I struggled to maintain control, to not threaten him.
“Let me talk to her. I need to know she’s still OK.”
“Oh, she’s more than OK, if you know what I mean.”
He laughed, like it was all some big game.
“She’s pregnant,” I said. “Let me talk to her. Please.”
“Hang on a sec,” Crocodile Dundee said. “Here’s the lovely lady right now.”
I could hear Savannah over the phone screaming out in muffled agony, as if her mouth was taped shut, followed by pathetic, heart-wrenching whimpering. Pain seared through the left side of my chest as if I’d been stabbed.

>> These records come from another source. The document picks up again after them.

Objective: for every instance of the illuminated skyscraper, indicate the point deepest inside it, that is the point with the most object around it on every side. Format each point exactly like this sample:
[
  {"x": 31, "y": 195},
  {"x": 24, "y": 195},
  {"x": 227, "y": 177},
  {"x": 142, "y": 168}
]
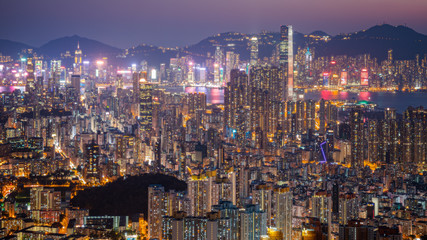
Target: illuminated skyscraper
[
  {"x": 283, "y": 211},
  {"x": 78, "y": 60},
  {"x": 357, "y": 137},
  {"x": 92, "y": 155},
  {"x": 31, "y": 81},
  {"x": 75, "y": 83},
  {"x": 219, "y": 55},
  {"x": 253, "y": 223},
  {"x": 254, "y": 51},
  {"x": 286, "y": 57},
  {"x": 156, "y": 210},
  {"x": 198, "y": 192},
  {"x": 145, "y": 103}
]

I didn’t ask what torture Dundee had inflicted on her. I didn’t plead with him to not do it again. I knew that no words I could muster would appeal to such a monster because monsters have no humanity. Some human beings are little more than rabid dogs. They can’t be rehabilitated. They need to be put down for the better good. Dundee was one of them.
The palm of my left hand felt wet. I looked down and realized I was bleeding: I’d balled my fist so tightly, my fingernails had broken the skin.
“Three hours, mate,” Dundee said. “You best get moving. You’re burning daylight.”
The line went dead.
I promised myself that Dundee would be dead, too, soon enough.
Marlene was playing solitaire on her computer at Summit Aviation Services when I came rushing in from the parking lot, lugging the suitcase. I tossed the Yukon’s keys on the counter, said my duffel and Savannah’s luggage were still in the back of the SUV, asked her to store them until I returned, that I wasn’t sure when that would be, told her to send me a bill, and raced for the door leading to the flight line.
“Gordon wanted to speak with you before you left,” she said, glancing anxiously toward the closed door of Gordon Priest’s office. I could see Priest through the glass inside, sitting at his desk, on the phone.
“It’ll have to wait.”
A pilot is required by regulations to thoroughly inspect his or her aircraft before takeoff. You check to make sure that nothing looks like it’s about to fall off the plane, that nothing furry or feathered has taken up residence inside the engine compartment or airframe, that the fuel has no water in it. A pilot also is expected to be fully briefed ahead of time on en route weather conditions, as well as those forecast at his intended destination.